Personal information
- Full name: Ronald Andrew Sigsworth
- Born: 31 August 1961 Sydney, New South Wales, Australia
- Died: 28 April 2025 (aged 63)

Playing information
- Position: Fullback, Centre
Club
| Years | Team | Pld | T | G | FG | P |
| 1982–83 | Newtown Jets | 25 | 11 | 1 | 0 | 42 |
| 1984 | Canberra Raiders | 13 | 3 | 0 | 0 | 12 |
| 1984–86 | Castleford | 28 | 11 | 0 | 0 | 44 |
|  | Total | 66 | 25 | 1 | 0 | 98 |
- Source: As of 4 June 2019
- Relatives: Phil Sigsworth (brother)

= Ron Sigsworth =

Australian rugby league footballer (1961–2025)

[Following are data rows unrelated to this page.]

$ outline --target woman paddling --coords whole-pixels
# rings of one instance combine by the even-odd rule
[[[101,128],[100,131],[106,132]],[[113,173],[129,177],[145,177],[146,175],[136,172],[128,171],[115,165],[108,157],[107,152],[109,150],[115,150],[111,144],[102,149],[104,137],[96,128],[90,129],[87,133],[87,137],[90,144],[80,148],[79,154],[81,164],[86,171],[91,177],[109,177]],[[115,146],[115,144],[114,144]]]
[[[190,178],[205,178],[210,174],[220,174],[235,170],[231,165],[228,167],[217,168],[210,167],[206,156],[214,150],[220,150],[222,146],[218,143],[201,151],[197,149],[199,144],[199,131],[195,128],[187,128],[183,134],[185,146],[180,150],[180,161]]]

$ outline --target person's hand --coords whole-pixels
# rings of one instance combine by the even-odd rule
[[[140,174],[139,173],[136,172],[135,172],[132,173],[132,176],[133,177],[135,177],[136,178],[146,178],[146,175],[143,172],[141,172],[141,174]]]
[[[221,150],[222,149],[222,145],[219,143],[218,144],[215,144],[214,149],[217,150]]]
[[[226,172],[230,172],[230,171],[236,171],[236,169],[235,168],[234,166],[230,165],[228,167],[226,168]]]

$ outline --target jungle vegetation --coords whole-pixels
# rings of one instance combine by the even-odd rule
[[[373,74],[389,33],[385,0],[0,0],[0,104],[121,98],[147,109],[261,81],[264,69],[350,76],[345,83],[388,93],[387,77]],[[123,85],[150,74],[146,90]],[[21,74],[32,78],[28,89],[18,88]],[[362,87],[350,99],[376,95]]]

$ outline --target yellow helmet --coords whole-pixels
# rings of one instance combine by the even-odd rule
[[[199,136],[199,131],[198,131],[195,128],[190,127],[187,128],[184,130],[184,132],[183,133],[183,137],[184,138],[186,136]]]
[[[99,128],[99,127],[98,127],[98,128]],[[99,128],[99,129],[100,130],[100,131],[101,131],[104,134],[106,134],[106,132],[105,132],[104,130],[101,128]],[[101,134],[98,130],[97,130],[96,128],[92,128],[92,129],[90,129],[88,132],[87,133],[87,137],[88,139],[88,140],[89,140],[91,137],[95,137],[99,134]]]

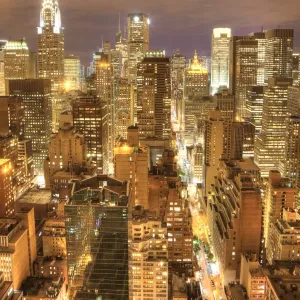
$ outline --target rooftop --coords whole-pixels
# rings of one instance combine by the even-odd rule
[[[54,279],[28,277],[22,284],[24,296],[56,299],[61,292],[64,280],[60,277]]]
[[[300,299],[300,276],[269,276],[277,297],[282,300]]]
[[[48,204],[51,201],[51,191],[44,189],[31,189],[18,200],[19,203],[34,204]]]

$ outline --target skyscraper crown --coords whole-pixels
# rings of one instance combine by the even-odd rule
[[[38,32],[41,33],[42,28],[46,26],[53,27],[54,33],[60,33],[61,16],[58,0],[43,0]]]

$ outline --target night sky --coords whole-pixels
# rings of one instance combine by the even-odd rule
[[[0,0],[0,39],[25,37],[36,50],[42,0]],[[300,0],[60,0],[66,54],[87,64],[104,40],[114,42],[119,12],[124,28],[128,13],[144,12],[151,19],[150,48],[179,48],[191,57],[210,55],[214,27],[230,27],[234,35],[275,28],[295,29],[300,49]]]

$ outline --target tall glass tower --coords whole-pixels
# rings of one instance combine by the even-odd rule
[[[52,92],[64,80],[64,33],[58,0],[43,0],[38,27],[38,77],[52,82]]]
[[[229,41],[230,28],[214,28],[211,47],[211,88],[212,94],[220,86],[229,86]]]

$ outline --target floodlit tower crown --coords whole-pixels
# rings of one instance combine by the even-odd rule
[[[60,33],[61,31],[61,15],[58,0],[43,0],[38,33],[41,33],[42,28],[46,26],[53,27],[54,33]]]

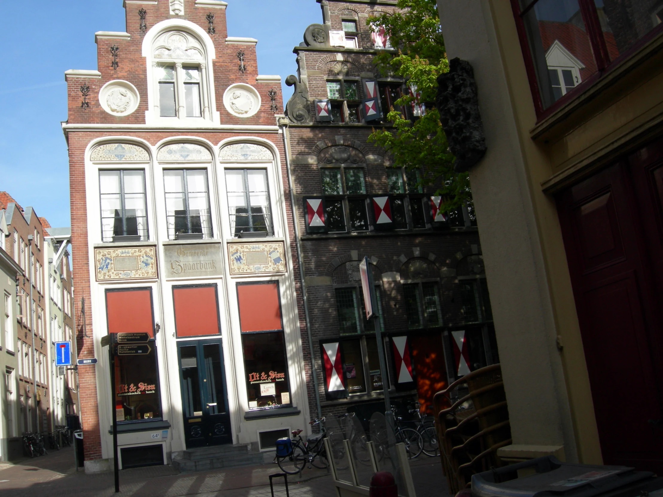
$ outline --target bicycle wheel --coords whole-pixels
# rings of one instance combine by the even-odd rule
[[[276,463],[283,472],[296,474],[304,469],[304,464],[307,459],[302,448],[298,445],[294,445],[292,447],[292,452],[289,455],[276,456]]]
[[[421,431],[421,437],[424,441],[422,450],[429,457],[434,457],[440,453],[438,447],[438,432],[432,426],[426,427]]]
[[[424,441],[416,429],[402,428],[396,432],[396,439],[405,444],[408,459],[412,459],[421,453]]]
[[[320,452],[313,456],[313,458],[311,459],[311,464],[318,469],[327,469],[329,463],[327,462],[327,451],[325,450],[324,445],[320,449]]]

Ronald Andrew Sigsworth (31 August 1961 – 28 April 2025) was an Australian rugby league footballer who played in the 1980s. He played for the Newtown Jets and the Canberra Raiders in the New South Wales Rugby League (NSWRL) competition and for Castleford in England.

==Background==
Ron Sigsworth was born on 31 August 1961, and died on 28 April 2025, at the age of 63. He was the brother of former Newtown team of the century member Phil Sigsworth.

==Playing career==
Sigsworth made his first grade debut for Newtown in Round 2, 1982 against South Sydney Rabbitohs at Redfern Oval which ended in a 30–0 defeat. Sigsworth would go on to score four tries in six games for Newtown in his first season.

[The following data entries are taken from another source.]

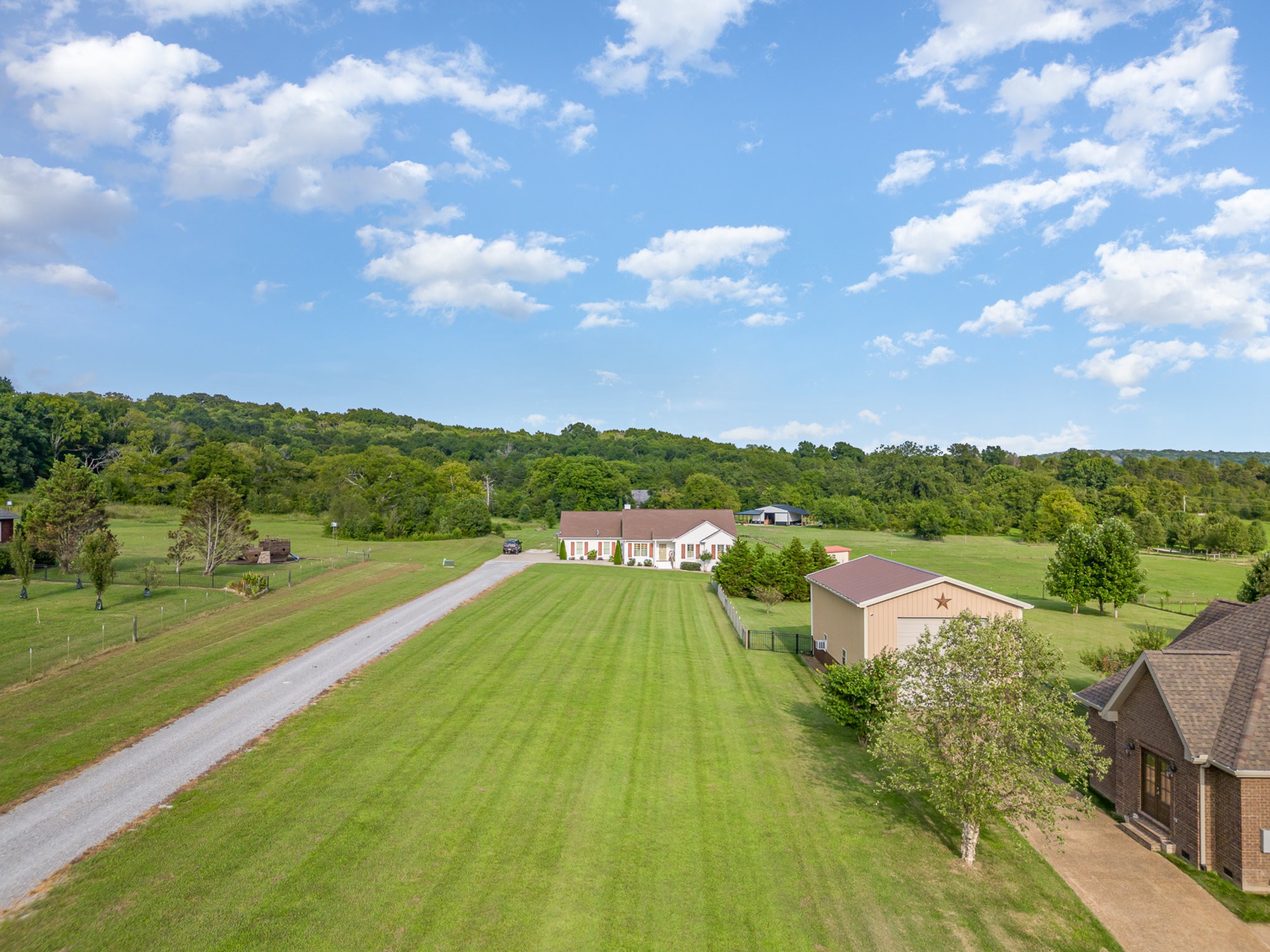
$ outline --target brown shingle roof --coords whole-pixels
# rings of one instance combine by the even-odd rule
[[[737,534],[737,518],[732,509],[620,509],[612,513],[560,513],[560,537],[671,539],[704,522]]]
[[[941,578],[939,572],[916,569],[903,562],[893,562],[881,556],[867,555],[842,565],[812,572],[806,576],[857,605],[892,592],[921,585]]]
[[[1270,770],[1270,704],[1265,701],[1270,598],[1250,605],[1226,602],[1206,617],[1199,614],[1163,651],[1143,654],[1139,663],[1156,677],[1193,757],[1208,754],[1233,770]],[[1077,697],[1092,701],[1105,684]],[[1118,687],[1119,682],[1113,693]]]

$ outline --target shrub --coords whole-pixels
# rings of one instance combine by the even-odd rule
[[[833,664],[820,675],[820,706],[829,717],[856,732],[861,744],[895,707],[899,655],[883,649],[856,664]]]

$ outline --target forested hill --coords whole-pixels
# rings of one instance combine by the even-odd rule
[[[1214,465],[1142,451],[1017,457],[964,443],[739,448],[652,429],[509,432],[207,393],[22,393],[0,378],[0,486],[29,489],[66,456],[119,503],[180,503],[220,476],[254,512],[329,514],[348,537],[458,531],[486,494],[495,518],[554,523],[561,509],[618,506],[632,489],[660,506],[789,503],[834,526],[923,536],[1046,538],[1123,515],[1152,545],[1234,551],[1256,541],[1236,538],[1234,517],[1270,512],[1270,468],[1253,454]]]

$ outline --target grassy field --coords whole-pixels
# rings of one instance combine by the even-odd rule
[[[530,569],[71,868],[0,947],[1097,949],[1011,829],[874,790],[704,580]]]
[[[499,539],[409,545],[413,555],[403,561],[381,561],[376,552],[370,562],[329,571],[251,602],[226,599],[222,611],[0,691],[0,805],[319,641],[476,567],[495,555]],[[457,567],[441,567],[443,557],[455,559]],[[55,592],[48,594],[46,588]],[[77,598],[77,611],[90,618],[102,614],[91,611],[91,593],[76,593],[70,585],[42,583],[33,590],[34,604]],[[11,602],[6,597],[10,592]],[[0,593],[4,656],[24,655],[13,650],[24,644],[6,622],[30,603],[18,602],[17,589],[9,585],[0,586]],[[211,598],[226,597],[212,593]]]
[[[1170,635],[1177,635],[1190,622],[1189,614],[1176,611],[1165,612],[1143,605],[1123,605],[1120,617],[1111,617],[1111,608],[1100,616],[1097,605],[1082,608],[1077,616],[1066,603],[1041,595],[1041,583],[1045,578],[1045,564],[1053,555],[1050,545],[1025,545],[1001,537],[969,538],[947,537],[942,542],[923,542],[912,536],[898,536],[888,532],[848,532],[839,529],[776,529],[742,528],[743,538],[758,539],[784,546],[792,536],[799,536],[805,545],[819,539],[827,546],[850,546],[851,557],[878,555],[894,559],[922,569],[951,575],[973,585],[980,585],[1003,595],[1012,595],[1036,605],[1025,617],[1040,631],[1049,635],[1067,658],[1067,677],[1073,688],[1080,689],[1092,684],[1096,677],[1078,660],[1080,651],[1093,645],[1128,644],[1130,635],[1144,625],[1166,628]],[[1175,556],[1142,557],[1147,571],[1147,584],[1158,599],[1161,589],[1167,589],[1176,603],[1199,603],[1200,607],[1210,599],[1234,598],[1247,569],[1228,561],[1210,562],[1204,559],[1184,559]],[[734,599],[737,611],[752,628],[789,628],[810,632],[810,608],[804,603],[779,604],[766,614],[763,605],[748,599]],[[1175,605],[1176,607],[1176,605]],[[1189,613],[1191,604],[1185,605]]]

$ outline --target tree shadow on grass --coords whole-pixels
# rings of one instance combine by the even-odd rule
[[[961,830],[923,797],[878,790],[881,776],[878,764],[850,730],[806,701],[791,701],[785,710],[803,729],[813,753],[810,774],[814,782],[831,790],[850,809],[883,816],[892,829],[922,830],[942,843],[949,853],[960,856]]]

Sigsworth played 19 games for Newtown in 1983 which would prove to be the club's last in the top grade of Australian rugby league. Sigsworth scored Newtown's last try in the top grade at Henson Park which was against Balmain in Round 23 1983. The match was also Sigsworth's last for the club. Newtown's final match in the NSWRL premiership was a 9–6 victory over the Canberra Raiders at Campbelltown Stadium.

Following Newtown's exclusion from the premiership due to financial reasons, Sigsworth signed with Canberra in 1984. Sigsworth made 13 appearances for Canberra in his only year at the club.

Sigsworth then headed to England and signed with Castleford. Sigsworth played two seasons at Castleford and scored 11 tries in 28 games.